We also tested whether we could classify participant groups solely based on individual participants’ motor measures from the three instrumental tests. All the performance measures were used as features for automatic classification with a simple decision tree algorithm. The probability of Type I error was capped by removing a priori selection of features. The group label was used as the response variable. We used the leave-one-out cross-validation to quantify the classification performance. The accuracy, specificity, and sensitivity were computed for two-group (NC and two patient groups) and three-group (NC, DP, and SZ) classifications separately.
Results
We first compared their characteristic movement measures across groups for each motor task. Then, correlation analyses were performed to examine whether these measures correlated with EPS and psychopathology scale scores. Lastly, we used all the movement variables, without a prior selection, to automatically classify individual participants with cross-validation.
Weight holding
Our participants held weight with their extended right arm for 30 s, and the inertial sensor measured their postural tremor. SZ participants exhibited more tremors than the other two groups as indexed by larger variability (standard deviation) and higher spectral power between 4 and 7 Hz (Parkinsonian tremor) and between 5 and 15 Hz (essential tremor; Fig. 3). For the variability of acceleration, the group effect was significant (H(2,65) = 9.94, p < 0.01), with posthoc tests showing that SZ and DP participants had significantly larger variability than NC participants (both ps < 0.05). The standard deviation of acceleration (median and IQR) were 0.033 (0.019), 0.054 (0.031), and 0.051 (0.022) mm/s2 for NC, DP, and SZ groups, respectively (Fig. 3A). For Parkinsonian tremor, the group difference was also significant (H(2,65) = 10.25, p < 0.01), and the posthoc tests only identified a significant difference between SZ and NC participants (p < 0.05). The Parkinsonian tremor spectral power (median and IQR) were 0.00054 (0.0014), 0.0012 (0.0022), and 0.0017 (0.0022) (ms−2)2 * 10−2 for NC, DP, and SZ groups, respectively (Fig. 3B). For essential tremor, the group difference was significant (H(2,65) = 8.91, p < 0.05), and post-hoc tests found that the SZ participants showed more power than the NC participants (p < 0.05). The essential tremor spectral power (median and IQR) were 0.0013 (0.0020), 0.0022 (0.0019), and 0.0029 (0.0024) (ms−2)2 * 10−2 for NC, DP, and SZ groups, respectively (Fig. 3C).

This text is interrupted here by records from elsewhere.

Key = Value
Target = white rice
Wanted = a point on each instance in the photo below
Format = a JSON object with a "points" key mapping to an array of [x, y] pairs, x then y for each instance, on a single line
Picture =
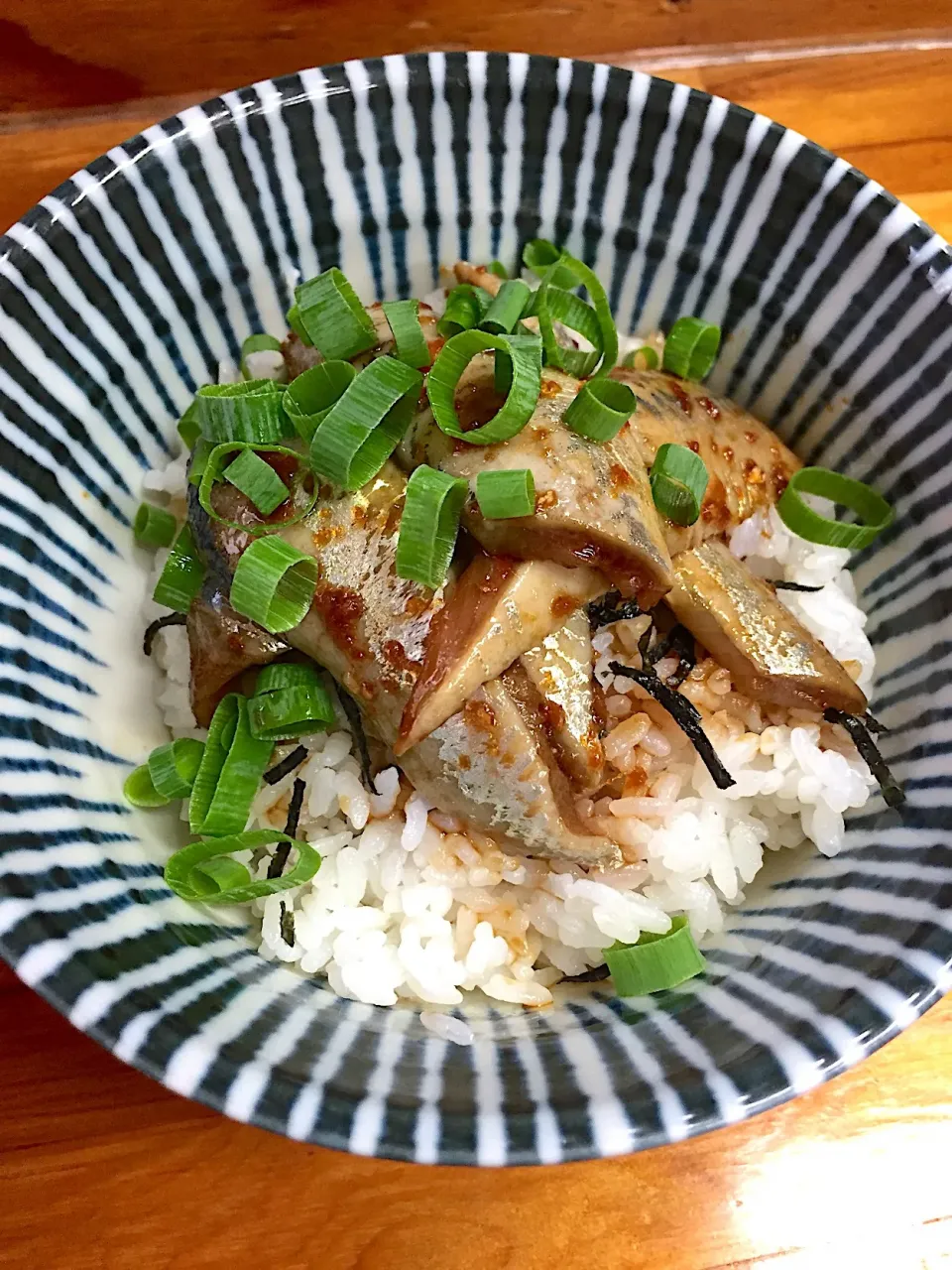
{"points": [[408, 907]]}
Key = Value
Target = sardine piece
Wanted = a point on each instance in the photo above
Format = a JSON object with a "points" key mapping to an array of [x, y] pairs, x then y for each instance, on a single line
{"points": [[593, 502], [499, 608], [560, 670], [748, 465], [746, 627]]}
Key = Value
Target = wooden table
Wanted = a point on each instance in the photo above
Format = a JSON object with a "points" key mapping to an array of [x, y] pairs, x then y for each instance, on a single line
{"points": [[103, 1170]]}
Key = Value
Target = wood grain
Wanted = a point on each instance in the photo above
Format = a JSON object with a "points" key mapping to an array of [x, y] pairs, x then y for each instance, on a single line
{"points": [[102, 1169], [64, 54]]}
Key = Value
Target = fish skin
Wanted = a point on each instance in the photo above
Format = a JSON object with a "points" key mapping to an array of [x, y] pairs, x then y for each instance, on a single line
{"points": [[746, 627]]}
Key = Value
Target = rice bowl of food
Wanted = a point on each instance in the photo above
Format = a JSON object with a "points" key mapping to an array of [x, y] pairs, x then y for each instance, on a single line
{"points": [[493, 624]]}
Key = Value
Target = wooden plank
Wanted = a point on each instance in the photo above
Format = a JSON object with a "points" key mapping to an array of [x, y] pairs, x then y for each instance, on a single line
{"points": [[66, 54], [100, 1166]]}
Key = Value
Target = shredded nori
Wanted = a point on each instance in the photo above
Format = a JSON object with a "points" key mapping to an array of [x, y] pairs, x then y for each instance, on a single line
{"points": [[612, 608], [685, 714], [353, 716], [158, 625], [281, 856], [892, 789], [676, 640], [287, 765], [593, 975]]}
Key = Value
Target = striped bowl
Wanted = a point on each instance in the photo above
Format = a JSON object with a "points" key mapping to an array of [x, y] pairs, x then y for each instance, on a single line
{"points": [[119, 294]]}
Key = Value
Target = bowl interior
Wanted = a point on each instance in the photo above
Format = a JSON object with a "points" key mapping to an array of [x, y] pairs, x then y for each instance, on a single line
{"points": [[118, 296]]}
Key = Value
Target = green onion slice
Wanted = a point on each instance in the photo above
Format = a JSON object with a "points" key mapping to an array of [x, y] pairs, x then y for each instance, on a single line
{"points": [[544, 259], [273, 583], [182, 574], [690, 348], [656, 961], [257, 344], [257, 480], [249, 411], [188, 427], [335, 320], [214, 470], [647, 356], [202, 871], [601, 409], [311, 394], [154, 526], [507, 308], [429, 526], [230, 772], [503, 494], [875, 513], [139, 789], [678, 483], [362, 431], [452, 359], [465, 309], [175, 767], [404, 318]]}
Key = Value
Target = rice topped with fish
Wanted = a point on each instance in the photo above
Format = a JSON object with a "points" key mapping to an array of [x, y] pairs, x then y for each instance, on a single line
{"points": [[636, 808]]}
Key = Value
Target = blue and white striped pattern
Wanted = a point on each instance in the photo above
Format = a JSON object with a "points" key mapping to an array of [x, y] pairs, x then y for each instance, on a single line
{"points": [[119, 294]]}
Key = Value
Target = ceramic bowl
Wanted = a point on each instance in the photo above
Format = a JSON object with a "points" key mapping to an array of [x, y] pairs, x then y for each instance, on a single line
{"points": [[121, 293]]}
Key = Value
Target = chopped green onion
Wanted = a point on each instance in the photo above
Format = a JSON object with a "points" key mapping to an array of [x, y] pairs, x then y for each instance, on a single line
{"points": [[601, 409], [543, 259], [194, 873], [333, 317], [311, 394], [294, 318], [365, 427], [139, 789], [249, 411], [213, 471], [503, 494], [507, 308], [690, 348], [182, 574], [875, 513], [452, 359], [175, 766], [404, 318], [230, 772], [154, 526], [656, 961], [189, 429], [257, 344], [649, 358], [273, 584], [465, 309], [678, 483], [429, 526], [258, 481]]}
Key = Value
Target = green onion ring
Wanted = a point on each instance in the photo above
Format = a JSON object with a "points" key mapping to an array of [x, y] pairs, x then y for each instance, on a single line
{"points": [[188, 875], [521, 400], [429, 525], [361, 432], [504, 494], [690, 348], [678, 483], [333, 317], [182, 574], [154, 526], [874, 511], [601, 409], [273, 583]]}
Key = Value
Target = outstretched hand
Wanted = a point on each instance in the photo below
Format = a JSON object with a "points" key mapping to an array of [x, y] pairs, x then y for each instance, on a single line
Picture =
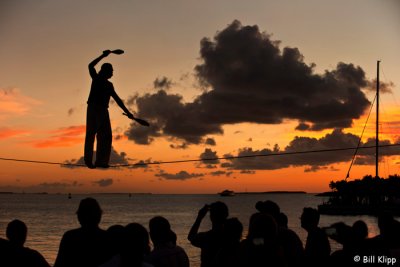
{"points": [[129, 115], [106, 52]]}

The amplitude of tremor during weight holding as a function of group. (A) Standard deviation (SD) of acceleration. (B) Parkinsonian tremor spectral power. (C) Essential tremor spectral power. Box plots denote the median and interquartile interval for each group. * p < 0.01.
However, all three tremor variables did not correlate with any clinical scales, i.e., BPRS, CGI, BARS, AIMS, and SAS, across participants from two patient groups. We singled out the score of the tremor item in the SAS scale and correlated it with the movement variables, but still failed to find any correlation. We noticed that 20 of the 47 SZ participants scored 0, and others scored 1 in this item, indicating that tremors were not pronounced among our participants. We nevertheless calculated the point serial correlation of all the movement variables over the tremor scores 0 and 1, but still failed to detect any significant difference.
Quiet standing
Our participants stood still for 30 s with their eyes open on the pressure mat to evaluate their postural stability. The displacement of COP during this period was used to quantify the postural sway. Despite an increasing tendency (Fig. 4), all the body sway variables did not show significant group difference (RMS: H(2,64) = 1.83, p = 0.40; LNG: H(2,64) = 5.40, p = 0.07; area: H(2,64) = 2.86, p = 0.24; spectral power: H(2,62) = 5.23, p = 0.07). The RMS (median and IQR) was 0.430(0.422), 0.487(0.503), and 0.594(0.465) mm for NC, DP, and SZ groups, respectively (Fig. 4A). The LNG (median and IQR) were 16.664(10.658), 12.779(13.225), and 21.562(15.747) mm for NC, DP, and SZ groups, respectively (Fig. 4B). The area of COP excursions (median and IQR) was 1.471(2.244), 1.048(2.510), and 2.453(4.838) mm2 for NC, DP, and SZ groups, respectively (Fig. 4C). The power spectrum (median and IQR) was 0.0077(0.0111), 0.0097(0.0218), and 0.0036(0.0208) (ms−2)2 * 10−2 for NC, DP, and SZ groups, respectively (Fig. 4D). We calculated the correlation between these four sway variables and the clinical scales in the SZ group. We found a significant negative correlation between two COP variables and the SAS score (RMS: r = − 0.430, p < 0.05; area: r = − 0.475, p < 0.05). SZ participants who had worse SAS scores showed less postural sway. Since most SAS items reflect rigidity, this negative correlation implies that the reduced body sway during quiet standing might reflect postural rigidity. This was corroborated by the fact that the sum of the seven items of rigidity significantly correlated with the area (r = − 0.450, p < 0.05) and marginally significantly correlated with RMS (r = − 0.408, p = 0.059).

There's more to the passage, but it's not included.